Pulsed-field gel electrophoresis (PFGE) of genomic macrorestriction fragments has been used by the Belgian Reference Laboratory for Staphylococci for national hospital surveys of methicillin-resistant Staphylococcus aureus since 1992. The sequencing of the polymorphic X region of the protein A gene (spa typing) offers significant advantages over PFGE in terms of speed, ease of interpretation, and exportability. To validate its potential use for national surveillance, we evaluated the robustness of spa typing compared with that of PFGE based on a collection of 217 S. aureus strains representative of the Belgian S. aureus epidemiology during the last 13 years. spa typing and PFGE both showed high discriminatory power (discriminatory indexes of 0.98 and 0.96, respectively) and achieved high concordance (95.9%) in type classification. Both methods also showed good concordance with multilocus sequence typing (MLST) (95.5%).
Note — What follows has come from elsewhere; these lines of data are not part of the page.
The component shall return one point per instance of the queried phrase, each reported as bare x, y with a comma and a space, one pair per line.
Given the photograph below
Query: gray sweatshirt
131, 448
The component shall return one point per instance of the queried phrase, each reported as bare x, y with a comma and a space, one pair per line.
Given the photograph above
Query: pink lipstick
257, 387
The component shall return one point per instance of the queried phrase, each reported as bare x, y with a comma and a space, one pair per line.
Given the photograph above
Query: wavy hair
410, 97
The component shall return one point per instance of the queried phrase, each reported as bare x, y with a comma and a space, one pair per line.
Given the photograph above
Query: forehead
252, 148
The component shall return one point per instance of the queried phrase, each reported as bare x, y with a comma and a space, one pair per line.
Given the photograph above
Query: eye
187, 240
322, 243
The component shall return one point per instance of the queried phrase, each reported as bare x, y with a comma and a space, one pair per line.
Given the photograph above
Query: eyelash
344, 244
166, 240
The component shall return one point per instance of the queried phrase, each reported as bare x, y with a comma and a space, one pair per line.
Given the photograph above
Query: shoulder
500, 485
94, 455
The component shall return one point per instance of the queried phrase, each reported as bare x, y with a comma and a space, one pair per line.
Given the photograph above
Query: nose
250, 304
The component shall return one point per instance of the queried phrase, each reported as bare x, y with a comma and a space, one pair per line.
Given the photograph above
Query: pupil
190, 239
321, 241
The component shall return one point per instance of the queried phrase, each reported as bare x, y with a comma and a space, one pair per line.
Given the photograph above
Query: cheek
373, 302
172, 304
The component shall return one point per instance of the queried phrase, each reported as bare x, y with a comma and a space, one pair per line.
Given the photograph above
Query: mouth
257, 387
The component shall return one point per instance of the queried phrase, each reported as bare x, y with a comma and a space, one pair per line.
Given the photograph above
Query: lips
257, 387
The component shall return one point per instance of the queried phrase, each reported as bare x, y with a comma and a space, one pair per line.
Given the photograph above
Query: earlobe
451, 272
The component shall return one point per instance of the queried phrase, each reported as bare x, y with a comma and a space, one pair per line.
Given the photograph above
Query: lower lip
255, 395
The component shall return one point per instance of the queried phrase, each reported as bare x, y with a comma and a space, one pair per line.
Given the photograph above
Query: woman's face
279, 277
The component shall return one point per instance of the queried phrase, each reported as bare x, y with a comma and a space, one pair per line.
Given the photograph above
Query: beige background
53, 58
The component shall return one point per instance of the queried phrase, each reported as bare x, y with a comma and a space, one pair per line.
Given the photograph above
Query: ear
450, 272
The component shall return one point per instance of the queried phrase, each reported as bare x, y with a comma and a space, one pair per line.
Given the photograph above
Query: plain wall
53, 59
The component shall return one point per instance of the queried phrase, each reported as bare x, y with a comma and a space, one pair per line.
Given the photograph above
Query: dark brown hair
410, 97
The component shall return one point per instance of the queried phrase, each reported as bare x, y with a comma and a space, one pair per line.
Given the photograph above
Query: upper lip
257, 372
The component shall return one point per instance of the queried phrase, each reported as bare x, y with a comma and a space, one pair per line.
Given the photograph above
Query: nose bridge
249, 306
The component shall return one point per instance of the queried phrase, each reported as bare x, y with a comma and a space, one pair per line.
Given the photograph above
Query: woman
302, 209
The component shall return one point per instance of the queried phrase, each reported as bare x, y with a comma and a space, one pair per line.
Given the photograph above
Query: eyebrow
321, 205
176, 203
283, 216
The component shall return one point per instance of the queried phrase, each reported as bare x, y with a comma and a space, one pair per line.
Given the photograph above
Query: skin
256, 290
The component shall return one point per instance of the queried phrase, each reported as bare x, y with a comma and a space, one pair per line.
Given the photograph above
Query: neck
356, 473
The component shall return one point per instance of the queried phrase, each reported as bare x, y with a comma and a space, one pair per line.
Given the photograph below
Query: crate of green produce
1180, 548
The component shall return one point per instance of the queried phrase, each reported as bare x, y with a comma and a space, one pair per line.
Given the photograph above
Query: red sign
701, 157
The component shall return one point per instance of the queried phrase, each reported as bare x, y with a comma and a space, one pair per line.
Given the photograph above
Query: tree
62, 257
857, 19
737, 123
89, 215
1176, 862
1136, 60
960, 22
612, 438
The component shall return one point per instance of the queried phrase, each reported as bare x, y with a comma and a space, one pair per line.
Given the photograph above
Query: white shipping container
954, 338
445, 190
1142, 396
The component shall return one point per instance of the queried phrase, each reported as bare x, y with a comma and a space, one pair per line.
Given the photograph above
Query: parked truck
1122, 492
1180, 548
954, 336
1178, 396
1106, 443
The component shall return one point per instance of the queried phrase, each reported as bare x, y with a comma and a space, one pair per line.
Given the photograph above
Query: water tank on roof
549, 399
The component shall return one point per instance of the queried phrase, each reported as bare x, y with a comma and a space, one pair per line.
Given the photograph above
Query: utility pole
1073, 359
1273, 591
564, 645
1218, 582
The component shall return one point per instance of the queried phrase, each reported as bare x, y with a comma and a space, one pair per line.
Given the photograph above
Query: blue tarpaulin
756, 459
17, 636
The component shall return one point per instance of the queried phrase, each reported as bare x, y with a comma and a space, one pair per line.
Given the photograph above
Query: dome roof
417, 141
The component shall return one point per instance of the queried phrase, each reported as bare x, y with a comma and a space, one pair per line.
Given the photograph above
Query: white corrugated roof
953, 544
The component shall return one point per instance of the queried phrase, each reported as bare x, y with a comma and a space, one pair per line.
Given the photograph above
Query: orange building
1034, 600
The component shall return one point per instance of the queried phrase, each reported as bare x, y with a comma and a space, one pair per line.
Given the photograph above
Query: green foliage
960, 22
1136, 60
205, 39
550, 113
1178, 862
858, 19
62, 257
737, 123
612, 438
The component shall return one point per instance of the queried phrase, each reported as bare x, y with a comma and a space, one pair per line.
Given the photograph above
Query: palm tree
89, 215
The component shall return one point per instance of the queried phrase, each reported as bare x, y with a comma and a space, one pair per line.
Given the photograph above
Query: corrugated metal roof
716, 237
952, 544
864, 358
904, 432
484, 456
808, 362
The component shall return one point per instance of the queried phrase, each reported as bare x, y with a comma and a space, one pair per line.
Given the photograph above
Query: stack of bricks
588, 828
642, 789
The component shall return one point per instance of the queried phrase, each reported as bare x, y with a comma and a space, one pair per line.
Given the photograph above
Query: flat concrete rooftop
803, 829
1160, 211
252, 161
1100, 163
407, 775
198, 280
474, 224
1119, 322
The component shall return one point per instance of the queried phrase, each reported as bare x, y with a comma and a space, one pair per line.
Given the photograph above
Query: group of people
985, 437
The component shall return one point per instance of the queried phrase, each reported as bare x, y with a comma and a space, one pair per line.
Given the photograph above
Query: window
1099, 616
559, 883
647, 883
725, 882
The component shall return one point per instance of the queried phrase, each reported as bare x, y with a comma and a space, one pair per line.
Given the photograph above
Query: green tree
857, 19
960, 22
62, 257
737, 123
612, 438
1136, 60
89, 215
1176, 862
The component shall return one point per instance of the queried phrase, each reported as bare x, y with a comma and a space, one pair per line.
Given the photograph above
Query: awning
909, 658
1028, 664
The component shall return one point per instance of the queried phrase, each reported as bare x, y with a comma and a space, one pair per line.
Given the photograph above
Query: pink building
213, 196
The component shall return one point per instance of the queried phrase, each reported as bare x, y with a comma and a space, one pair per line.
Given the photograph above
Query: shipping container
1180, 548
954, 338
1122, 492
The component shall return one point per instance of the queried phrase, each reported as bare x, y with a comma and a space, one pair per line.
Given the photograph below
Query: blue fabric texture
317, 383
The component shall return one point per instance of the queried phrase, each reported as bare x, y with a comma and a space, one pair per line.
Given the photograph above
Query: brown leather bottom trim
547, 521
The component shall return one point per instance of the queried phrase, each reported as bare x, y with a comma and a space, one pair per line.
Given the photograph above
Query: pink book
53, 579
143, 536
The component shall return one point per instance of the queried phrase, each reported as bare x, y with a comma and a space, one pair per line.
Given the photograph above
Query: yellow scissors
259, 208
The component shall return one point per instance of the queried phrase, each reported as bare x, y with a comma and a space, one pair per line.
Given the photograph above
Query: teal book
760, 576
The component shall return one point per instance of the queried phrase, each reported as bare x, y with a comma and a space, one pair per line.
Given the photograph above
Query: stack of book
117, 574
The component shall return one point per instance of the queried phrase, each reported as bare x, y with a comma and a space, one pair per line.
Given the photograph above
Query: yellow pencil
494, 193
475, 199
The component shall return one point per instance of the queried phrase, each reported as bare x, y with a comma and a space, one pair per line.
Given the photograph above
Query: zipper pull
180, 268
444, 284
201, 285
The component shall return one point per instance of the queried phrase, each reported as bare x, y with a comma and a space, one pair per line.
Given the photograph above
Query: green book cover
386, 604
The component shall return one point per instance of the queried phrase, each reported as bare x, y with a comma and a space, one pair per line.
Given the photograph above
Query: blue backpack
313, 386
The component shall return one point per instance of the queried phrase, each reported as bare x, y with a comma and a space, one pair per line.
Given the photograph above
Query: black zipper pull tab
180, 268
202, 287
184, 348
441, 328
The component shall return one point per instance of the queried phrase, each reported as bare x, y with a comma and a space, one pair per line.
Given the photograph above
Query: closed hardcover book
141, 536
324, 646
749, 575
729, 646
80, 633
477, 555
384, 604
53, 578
However, we observed occasional "violations" of MLST clonal complex assignment by spa typing. Our results suggest that both PFGE and spa typing are reliable methods for long-term, nationwide epidemiological surveillance studies. We suggest that spa typing, which is a single-locus-based method, should preferably be used in combination with additional markers, such as staphylococcal cassette chromosome mec typing or resistance or virulence gene detection.